Data Udienza: 13/05/2015

RITENUTO IN FATTO
La Corte di Appello di Messina, pronunciando nei confronti dell’odierno ricorrente D’ANGELO SAMUELE, con sentenza del 6.10.2014, in parziale riforma
della sentenza del Tribunale di Messina sezione distaccata di Taormina, emessa
in data 3.4.2013, dichiarava non doversi procedere in ordine ai reati ascritti ai
capi a) e c) perché estinti per prescrizione e, concesse le attenuanti generiche,
rideterminava la pena per i reati di cui ai capi b) e d) in mesi 10 di reclusione,
confermava nel resto.

D’angelo Samuele responsabile dei seguenti reati:
a)

del reato p, e p. dagli artt. 10, 44, I comma lett. a) del D.P.R.

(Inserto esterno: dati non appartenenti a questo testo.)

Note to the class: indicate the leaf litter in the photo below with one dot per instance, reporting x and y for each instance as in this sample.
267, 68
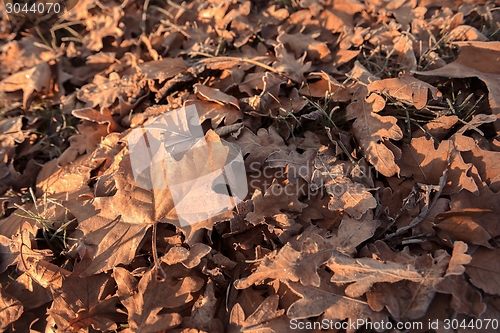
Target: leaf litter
370, 137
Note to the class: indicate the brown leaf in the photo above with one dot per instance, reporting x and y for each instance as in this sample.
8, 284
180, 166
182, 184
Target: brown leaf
189, 258
461, 225
215, 95
424, 164
163, 69
290, 265
276, 200
476, 59
408, 300
333, 304
261, 320
372, 130
36, 78
362, 273
327, 86
216, 112
85, 142
84, 302
146, 298
353, 232
483, 208
287, 64
484, 270
11, 309
28, 292
105, 91
300, 43
405, 88
458, 259
257, 148
299, 165
115, 225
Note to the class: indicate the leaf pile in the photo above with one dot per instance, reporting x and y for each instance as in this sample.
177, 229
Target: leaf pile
370, 135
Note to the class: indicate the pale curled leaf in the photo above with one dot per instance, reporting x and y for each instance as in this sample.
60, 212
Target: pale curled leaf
362, 273
146, 298
458, 259
288, 265
371, 130
333, 305
406, 88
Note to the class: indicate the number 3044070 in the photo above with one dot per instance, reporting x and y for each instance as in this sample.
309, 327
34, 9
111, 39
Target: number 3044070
36, 8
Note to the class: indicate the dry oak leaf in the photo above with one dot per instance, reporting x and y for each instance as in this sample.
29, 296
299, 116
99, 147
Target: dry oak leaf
146, 298
372, 130
10, 135
288, 65
409, 300
289, 264
484, 270
326, 86
340, 14
215, 95
465, 297
460, 224
487, 164
351, 197
101, 117
301, 42
299, 164
189, 258
363, 273
83, 303
353, 232
331, 303
104, 91
18, 248
163, 69
86, 141
266, 318
10, 309
476, 59
458, 259
101, 26
276, 200
405, 88
36, 78
114, 226
256, 148
31, 294
424, 164
215, 111
482, 210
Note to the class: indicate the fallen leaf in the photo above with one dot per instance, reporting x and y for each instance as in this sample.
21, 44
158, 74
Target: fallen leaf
290, 265
275, 200
301, 43
363, 273
287, 64
476, 59
372, 130
405, 88
484, 270
11, 309
36, 78
163, 69
81, 303
146, 298
257, 148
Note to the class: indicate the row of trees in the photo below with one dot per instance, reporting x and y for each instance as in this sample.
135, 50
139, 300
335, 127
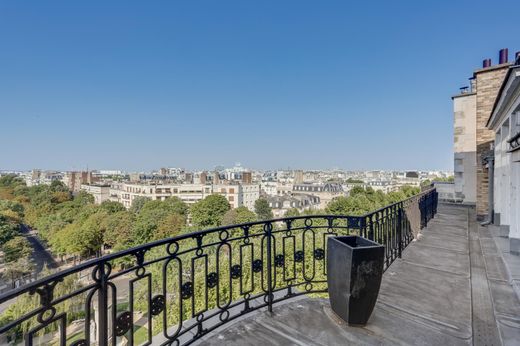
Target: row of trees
74, 225
15, 247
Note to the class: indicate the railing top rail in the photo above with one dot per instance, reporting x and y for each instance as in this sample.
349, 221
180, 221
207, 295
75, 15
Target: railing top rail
31, 287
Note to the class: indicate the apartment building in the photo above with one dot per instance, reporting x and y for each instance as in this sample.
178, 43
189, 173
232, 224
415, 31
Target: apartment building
301, 202
73, 180
100, 192
504, 162
473, 141
236, 194
239, 194
326, 192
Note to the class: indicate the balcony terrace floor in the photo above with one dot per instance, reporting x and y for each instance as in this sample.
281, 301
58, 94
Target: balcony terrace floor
440, 292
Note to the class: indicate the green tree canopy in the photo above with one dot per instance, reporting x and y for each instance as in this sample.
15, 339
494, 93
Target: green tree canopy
238, 215
138, 203
263, 210
16, 248
210, 211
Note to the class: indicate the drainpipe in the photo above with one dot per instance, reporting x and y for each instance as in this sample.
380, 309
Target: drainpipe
490, 161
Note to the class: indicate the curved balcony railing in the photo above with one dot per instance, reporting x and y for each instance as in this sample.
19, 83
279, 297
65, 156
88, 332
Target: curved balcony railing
176, 290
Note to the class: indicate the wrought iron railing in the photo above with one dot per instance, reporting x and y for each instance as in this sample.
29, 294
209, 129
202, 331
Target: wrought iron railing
176, 290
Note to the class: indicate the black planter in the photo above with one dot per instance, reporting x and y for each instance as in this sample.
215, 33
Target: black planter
354, 272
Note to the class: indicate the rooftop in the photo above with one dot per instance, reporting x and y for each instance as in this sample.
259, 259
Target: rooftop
449, 288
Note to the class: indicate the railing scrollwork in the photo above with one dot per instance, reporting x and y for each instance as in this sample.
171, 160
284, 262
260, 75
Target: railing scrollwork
174, 291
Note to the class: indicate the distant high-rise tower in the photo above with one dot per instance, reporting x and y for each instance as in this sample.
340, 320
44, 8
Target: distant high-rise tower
298, 176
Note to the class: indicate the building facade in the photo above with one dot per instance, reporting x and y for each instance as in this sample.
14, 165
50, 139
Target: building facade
236, 194
504, 123
465, 146
101, 193
471, 133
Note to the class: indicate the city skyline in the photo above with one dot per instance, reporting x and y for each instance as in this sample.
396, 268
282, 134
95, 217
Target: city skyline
199, 85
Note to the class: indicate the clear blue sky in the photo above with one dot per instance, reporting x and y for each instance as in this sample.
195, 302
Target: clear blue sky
138, 85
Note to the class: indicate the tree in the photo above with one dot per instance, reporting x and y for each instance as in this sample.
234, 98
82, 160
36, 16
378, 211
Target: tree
238, 216
138, 203
118, 229
263, 210
16, 248
8, 230
210, 211
170, 226
112, 207
14, 270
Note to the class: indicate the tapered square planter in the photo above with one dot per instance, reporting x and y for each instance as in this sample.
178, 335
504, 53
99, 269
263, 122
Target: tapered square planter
354, 272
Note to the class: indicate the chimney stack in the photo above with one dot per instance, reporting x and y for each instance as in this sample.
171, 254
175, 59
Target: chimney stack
472, 84
503, 56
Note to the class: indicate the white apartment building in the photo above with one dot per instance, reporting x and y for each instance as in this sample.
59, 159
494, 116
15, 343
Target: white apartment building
101, 193
505, 122
236, 194
239, 194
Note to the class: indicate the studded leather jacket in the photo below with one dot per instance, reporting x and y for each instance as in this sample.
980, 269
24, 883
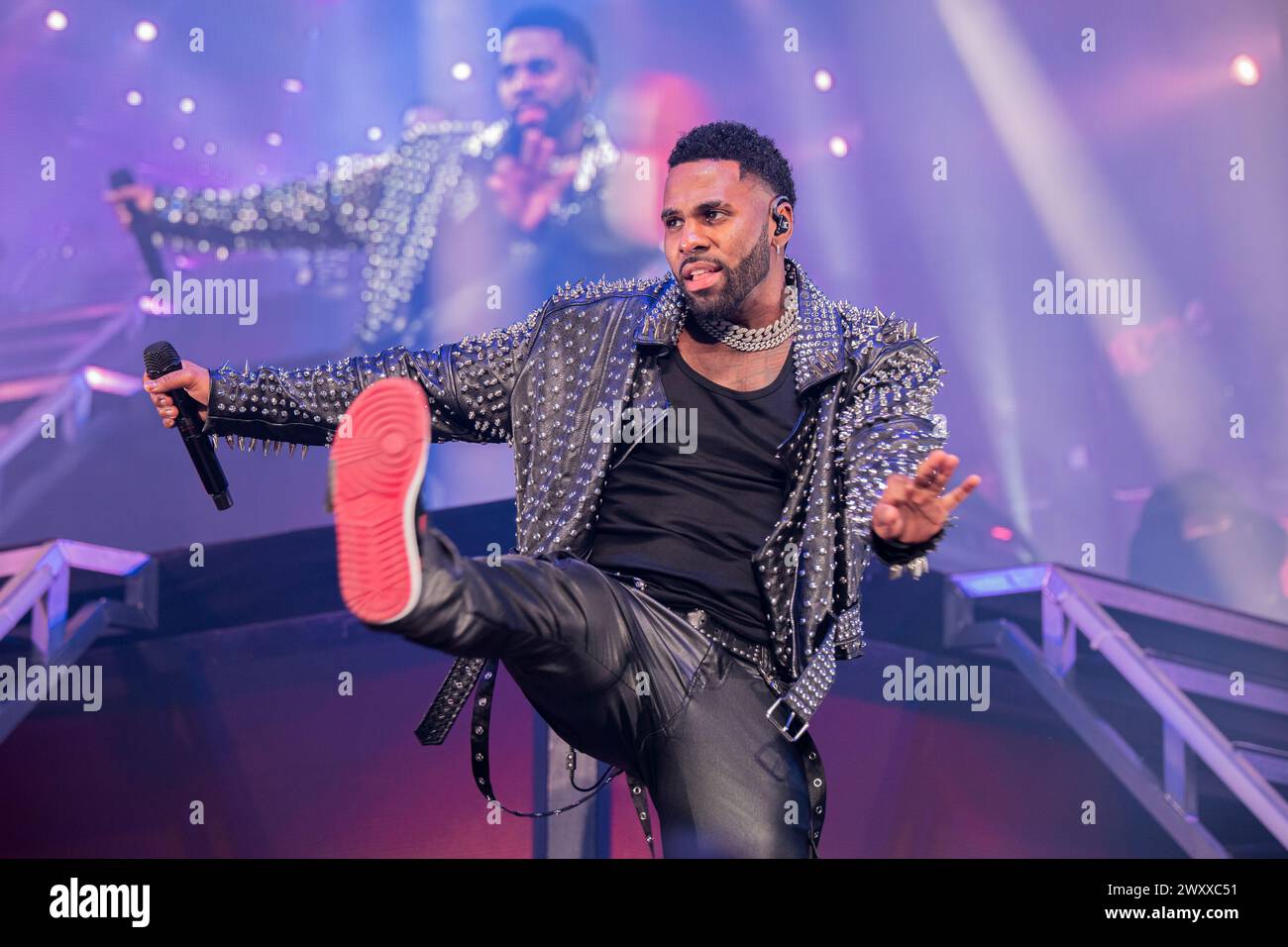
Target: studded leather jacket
867, 382
389, 205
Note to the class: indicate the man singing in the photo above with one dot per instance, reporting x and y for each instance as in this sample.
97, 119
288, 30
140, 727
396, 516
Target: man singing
703, 464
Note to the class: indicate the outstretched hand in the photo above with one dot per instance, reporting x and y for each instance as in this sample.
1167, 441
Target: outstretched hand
911, 510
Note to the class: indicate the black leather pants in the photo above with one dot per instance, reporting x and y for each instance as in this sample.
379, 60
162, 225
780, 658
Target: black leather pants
632, 684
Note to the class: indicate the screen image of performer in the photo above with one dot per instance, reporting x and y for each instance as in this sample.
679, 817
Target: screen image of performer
456, 210
704, 464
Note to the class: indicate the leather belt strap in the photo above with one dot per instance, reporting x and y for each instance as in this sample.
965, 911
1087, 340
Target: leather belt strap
802, 701
451, 697
760, 657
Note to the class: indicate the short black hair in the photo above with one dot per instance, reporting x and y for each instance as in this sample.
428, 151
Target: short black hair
553, 18
732, 141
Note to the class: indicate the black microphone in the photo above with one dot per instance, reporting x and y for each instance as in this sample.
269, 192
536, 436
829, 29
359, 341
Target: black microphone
160, 359
138, 227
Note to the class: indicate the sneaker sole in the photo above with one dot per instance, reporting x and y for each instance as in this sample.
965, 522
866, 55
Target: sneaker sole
375, 478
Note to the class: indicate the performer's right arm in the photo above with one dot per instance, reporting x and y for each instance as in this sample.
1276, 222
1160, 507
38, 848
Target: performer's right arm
334, 209
468, 384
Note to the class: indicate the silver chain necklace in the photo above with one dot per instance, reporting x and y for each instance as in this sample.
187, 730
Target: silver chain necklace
754, 339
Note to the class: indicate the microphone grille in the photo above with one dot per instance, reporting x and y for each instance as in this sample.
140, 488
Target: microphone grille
161, 359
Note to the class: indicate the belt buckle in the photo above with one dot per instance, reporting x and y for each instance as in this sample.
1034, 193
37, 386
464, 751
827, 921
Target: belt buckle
785, 728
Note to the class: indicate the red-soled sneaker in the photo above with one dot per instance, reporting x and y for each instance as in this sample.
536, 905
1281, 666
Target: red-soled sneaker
376, 472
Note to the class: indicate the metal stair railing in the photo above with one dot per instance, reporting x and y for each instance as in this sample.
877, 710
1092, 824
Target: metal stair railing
1073, 602
39, 583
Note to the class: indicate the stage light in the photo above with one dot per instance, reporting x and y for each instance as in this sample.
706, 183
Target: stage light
1244, 69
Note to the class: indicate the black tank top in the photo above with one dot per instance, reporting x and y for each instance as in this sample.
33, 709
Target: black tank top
691, 504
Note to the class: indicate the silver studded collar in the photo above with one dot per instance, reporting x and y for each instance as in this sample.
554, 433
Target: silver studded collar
819, 350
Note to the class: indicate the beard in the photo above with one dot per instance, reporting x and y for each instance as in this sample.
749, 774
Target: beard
559, 116
741, 279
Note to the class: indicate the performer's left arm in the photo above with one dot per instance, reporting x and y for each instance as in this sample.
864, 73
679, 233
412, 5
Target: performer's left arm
896, 470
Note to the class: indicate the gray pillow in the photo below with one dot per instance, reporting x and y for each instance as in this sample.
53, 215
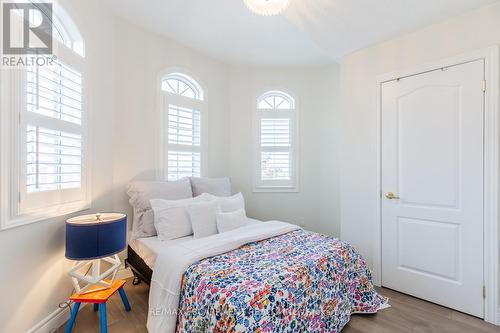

6.6.2001 n. 380 per aver eseguito lavori di costruzione di un chiosco smontabile
in legno largh. ml . 3,80 x 7,30 lungh. (autorizzato ml. 3,30 x 6,95; locale servizi
composto da due vani (infermeria e bagno) largh. 3,70 x 5,80 lungh. (autorizzato 1,50 x 6,00), in località Villagonia, in parziale difformità rispetto al permesso
di costruire; Taormina 29.7.2008;
b) del reato p. e p. dagli artt. 10, 44, I comma lett. b) del D.P.R.
6.6.2001 n. 380 per aver realizzato una struttura con tubolari in ferro, chiusura
in alluminio e vetro e copertura isolpak (adibita a cucina) avente largh. ml . 3,70
x 3,80 largh.; una tettoia aperta con tubolari in ferro e copertura in isolpak
avente largh. ml . 3,80 x 7,80, in località Villagonia in assenza di permesso di costruire; Taormina 11.6.2009;
c) del reato p. e p. dagli artt. 93, 94 e 95 del D.P.R. n. 380/2001 per avere eseguito in zona dichiarata sismica, località Villagonia, le opere descritte ai
capi a) e b) senza darne preavviso scritto all’Ufficio G.C. competente, senza la
preventiva autorizzazione scritta del competente Ufficio Tecnico Regionale;
Taormina 29.7.2008 e 11.6.2009;
d) Reato p. e p. dall’art. 181 comma 10 bis del d.lgs n. 42/2004 per avere
eseguito le opere di cui ai capi a) e b) in zona sottoposta a vincolo ambientale
senza aver chiesto e ottenuto il prescritto nullaosta della Soprintendenza
BB.CC.AA. di Messina;Taormina 29.7.2008 e 11.6.2009.
In primo grado l’imputato veniva condannato, ritenuta la continuazione,
alla pena di anni 1 e mesi 1 di reclusione, con il beneficio della sospensione condizionale della pena e la demolizione delle opere abusive. Veniva altresì assolto
perché il fatto non sussiste dal reato di cui agli artt. 54 e 1161 Cod. Nav. originariamente contestatogli al capo e).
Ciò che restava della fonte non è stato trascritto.